We have been busy around here lately.  Larkin is getting ready to transition into Unit 4. 


When a child with special needs is born, you enter into a system known as “Early Intervention”.  When a child has any kind of delay from birth to age three they are served by Early Intervention.


Early Intervention is a program of therapy.  Since Larkin was a month old, we have had therapy in our home.  She began with Developmental Therapy with Judy.  This is a therapy by which we are taught by the therapist strategies and play to help Larkin progress.  Play is a very important role in a child’s development because it is how they learn.  Back and forth, pretend play and understanding how important turn taking is.


We then added in speech therapy, occupational therapy, and physical therapy.  Speech begins early because in order to be able to speak correctly we have to train Larkin on how to use her tongue effectively.  Occupational therapy isn’t about helping her go to work but it’s about fine motor skills.  Picking up items with her pincer grasp,  Using her fingers to pick up pegs etc. 


Physical therapy has been fun because we have used a treadmill to help Larkin learn to walk.  We learned how hard it is for her to be aware of her body and how it moves in space and what is around her.  What we take for granted – is very hard for her little body to do.


We have been working with this team for almost 3 years now.  Every week in our home.  This team has seen me at my worst in grief, jammies and at our best with acceptance, joy, and progress.  They have watched our little girl fight through not only Down syndrome and seizures but also overcome obstacles that seemed overwhelming.


Now we let go.  Now they let go.  We move into the next phase that is Unit 4 Early Education.  This is where we start all over with a new team.  It now falls to us to explain where this little girl has been over the past 3 years.  Take them down a path that has been amazing at times and terrifying at others. 
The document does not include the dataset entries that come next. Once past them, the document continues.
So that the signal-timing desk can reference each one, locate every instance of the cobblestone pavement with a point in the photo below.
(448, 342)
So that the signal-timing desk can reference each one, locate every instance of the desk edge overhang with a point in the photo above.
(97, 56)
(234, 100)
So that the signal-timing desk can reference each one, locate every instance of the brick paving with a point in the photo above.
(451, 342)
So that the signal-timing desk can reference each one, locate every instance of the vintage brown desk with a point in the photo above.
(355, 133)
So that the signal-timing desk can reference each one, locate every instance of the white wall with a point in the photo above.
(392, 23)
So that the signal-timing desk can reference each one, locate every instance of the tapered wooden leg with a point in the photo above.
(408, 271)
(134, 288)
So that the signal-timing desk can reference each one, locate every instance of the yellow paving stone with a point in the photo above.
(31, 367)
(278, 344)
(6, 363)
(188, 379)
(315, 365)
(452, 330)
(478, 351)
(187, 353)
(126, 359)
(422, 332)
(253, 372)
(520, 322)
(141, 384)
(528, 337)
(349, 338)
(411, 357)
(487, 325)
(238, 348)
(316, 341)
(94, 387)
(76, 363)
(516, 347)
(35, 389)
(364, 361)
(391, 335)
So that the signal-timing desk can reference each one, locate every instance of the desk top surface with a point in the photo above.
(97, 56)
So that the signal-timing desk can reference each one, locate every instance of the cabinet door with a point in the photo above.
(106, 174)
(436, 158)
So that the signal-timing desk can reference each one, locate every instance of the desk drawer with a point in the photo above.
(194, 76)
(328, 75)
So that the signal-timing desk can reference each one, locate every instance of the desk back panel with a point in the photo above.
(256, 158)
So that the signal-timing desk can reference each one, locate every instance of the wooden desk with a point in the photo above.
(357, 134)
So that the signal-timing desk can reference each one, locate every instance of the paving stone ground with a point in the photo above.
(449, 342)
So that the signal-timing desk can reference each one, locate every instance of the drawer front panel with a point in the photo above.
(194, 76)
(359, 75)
We will write Larkin’s IEP, Individual Education Plan, on Monday.  I am in shock that we are here so quickly.  Where did 3 years go?? 



I don’t have a choice in her building.  I don’t have a choice in teacher.  I don’t have a choice but to send her because that is what is in her best interest and THAT is my only focus. 


Larkin will thrive.  Larkin will not have separation anxiety.  I have to step off the cliff and trust that these strangers will become my friends and advocates just like her Early Intervention team.  Strangers now – but they will come to know who Larkin is and who our family is. 


I am an advocate.  I am a community advocate.  I am a momologist.  I know this child and I know what she needs.  They must listen because Larkin’s health hangs in the balance.  We have worked very hard to get this child to where we stand today.  Her Ketogenic diet and medications are working.  A simple slip of a bite of cookie will destroy what we have worked so hard to achieve and more brain damage begins anew. 


While I am all of the adjectives in the above paragraph, I am a team player.  I will help Unit 4 every step of the way because above all else I am Larkin’s mother.   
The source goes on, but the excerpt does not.